Documentation

Wide Excel Format

Article

Wide Excel Format

1. Overview

The Wide format presents each respondent as a single row, with each survey question represented as a separate column. This format is particularly useful when you want to:

  • Run statistical analysis or modeling in packages like SPSS, R, or Python.
  • Use dashboards or BI tools that expect one record per respondent.
  • Quickly view all answers for a respondent in one row.
2. File Structure & Layout

Each row corresponds to one respondent. Each column corresponds to ** one question or metadata field**.
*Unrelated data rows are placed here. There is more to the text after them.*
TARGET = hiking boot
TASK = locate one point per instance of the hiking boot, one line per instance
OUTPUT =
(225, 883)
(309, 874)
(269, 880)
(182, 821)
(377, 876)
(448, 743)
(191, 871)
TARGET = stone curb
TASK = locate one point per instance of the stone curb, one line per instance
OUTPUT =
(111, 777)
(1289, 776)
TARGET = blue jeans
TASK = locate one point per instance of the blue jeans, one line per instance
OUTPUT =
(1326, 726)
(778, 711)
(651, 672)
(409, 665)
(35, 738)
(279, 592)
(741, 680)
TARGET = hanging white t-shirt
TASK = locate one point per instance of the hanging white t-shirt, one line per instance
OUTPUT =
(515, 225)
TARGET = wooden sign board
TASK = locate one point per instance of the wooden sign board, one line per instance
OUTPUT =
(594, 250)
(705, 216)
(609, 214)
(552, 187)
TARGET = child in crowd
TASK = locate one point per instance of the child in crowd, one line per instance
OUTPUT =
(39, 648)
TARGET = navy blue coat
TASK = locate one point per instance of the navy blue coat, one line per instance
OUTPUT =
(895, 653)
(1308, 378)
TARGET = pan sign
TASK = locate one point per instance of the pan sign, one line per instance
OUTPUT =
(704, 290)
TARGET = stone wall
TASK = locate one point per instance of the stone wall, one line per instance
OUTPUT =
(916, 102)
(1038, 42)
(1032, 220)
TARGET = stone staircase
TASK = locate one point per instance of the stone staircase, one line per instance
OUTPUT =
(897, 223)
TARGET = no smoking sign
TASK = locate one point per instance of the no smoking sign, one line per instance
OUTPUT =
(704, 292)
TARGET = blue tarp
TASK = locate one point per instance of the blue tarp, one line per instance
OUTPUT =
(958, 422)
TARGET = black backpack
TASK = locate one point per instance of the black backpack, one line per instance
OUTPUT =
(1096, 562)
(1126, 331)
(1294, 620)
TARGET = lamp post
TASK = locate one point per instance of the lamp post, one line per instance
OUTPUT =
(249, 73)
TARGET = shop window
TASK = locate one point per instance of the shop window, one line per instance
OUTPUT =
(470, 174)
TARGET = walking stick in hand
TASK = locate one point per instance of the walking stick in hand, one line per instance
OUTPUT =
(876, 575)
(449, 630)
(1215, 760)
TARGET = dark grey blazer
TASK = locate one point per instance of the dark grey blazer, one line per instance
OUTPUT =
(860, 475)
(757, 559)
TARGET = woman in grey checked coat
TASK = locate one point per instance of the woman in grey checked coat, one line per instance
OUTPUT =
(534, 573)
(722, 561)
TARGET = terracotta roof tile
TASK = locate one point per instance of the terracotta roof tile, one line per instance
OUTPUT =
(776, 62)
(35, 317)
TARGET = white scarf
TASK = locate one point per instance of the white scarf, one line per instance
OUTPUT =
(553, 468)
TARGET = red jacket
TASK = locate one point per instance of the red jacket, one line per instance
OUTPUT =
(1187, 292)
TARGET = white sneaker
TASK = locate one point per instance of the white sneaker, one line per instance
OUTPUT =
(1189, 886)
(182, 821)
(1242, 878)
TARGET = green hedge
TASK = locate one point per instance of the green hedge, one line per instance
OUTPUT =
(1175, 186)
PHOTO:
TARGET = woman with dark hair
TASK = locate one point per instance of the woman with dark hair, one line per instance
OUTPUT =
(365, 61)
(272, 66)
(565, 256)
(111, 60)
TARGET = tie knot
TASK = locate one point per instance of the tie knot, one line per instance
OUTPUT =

Example (first 5 columns):
V001_respondent_idV002_Recent_Restaurant_VisitV003_AgeV004_GenderV005_Ethnicity
ps-0097ac15-868c-6608-25fc-c0fe2cd884a8Yes35FemaleWhite
ps-012a5d8b-9dc4-2132-782d-73742be4088fYes21FemaleWhite
ps-022b6b43-6304-2dc5-0830-10d98bd7dee3Yes18MaleWhite
3. Key Columns
  • V001_respondent_id – Unique identifier for each respondent.
  • Question columns (V###_...) – Each prefixed with a variable code (V###) followed by a short label. For example:V002_Recent_Restaurant_Visit
  • V003_Age
  • V004_Gender

The last three columns are always:

  • Weight column (e.g., V171_weight) – The respondent’s statistical weight.
  • Timing columns (e.g., V172_start_time, V173_end_time) – Timestamps recording when the respondent started and completed the survey.
4. Data Representation
Single-choice questions

Stored as one column per question with the selected answer recorded.

Multi-choice questions

Each option is represented as a separate column. Values indicate whether the option was selected, and may also include rank order (e.g., -1 = not selected, 1 = selected first, 2 = selected second, etc.).

Numeric questions

Stored directly as numeric values (e.g., annual income).

Open-end questions

Stored as free-text responses in their own columns.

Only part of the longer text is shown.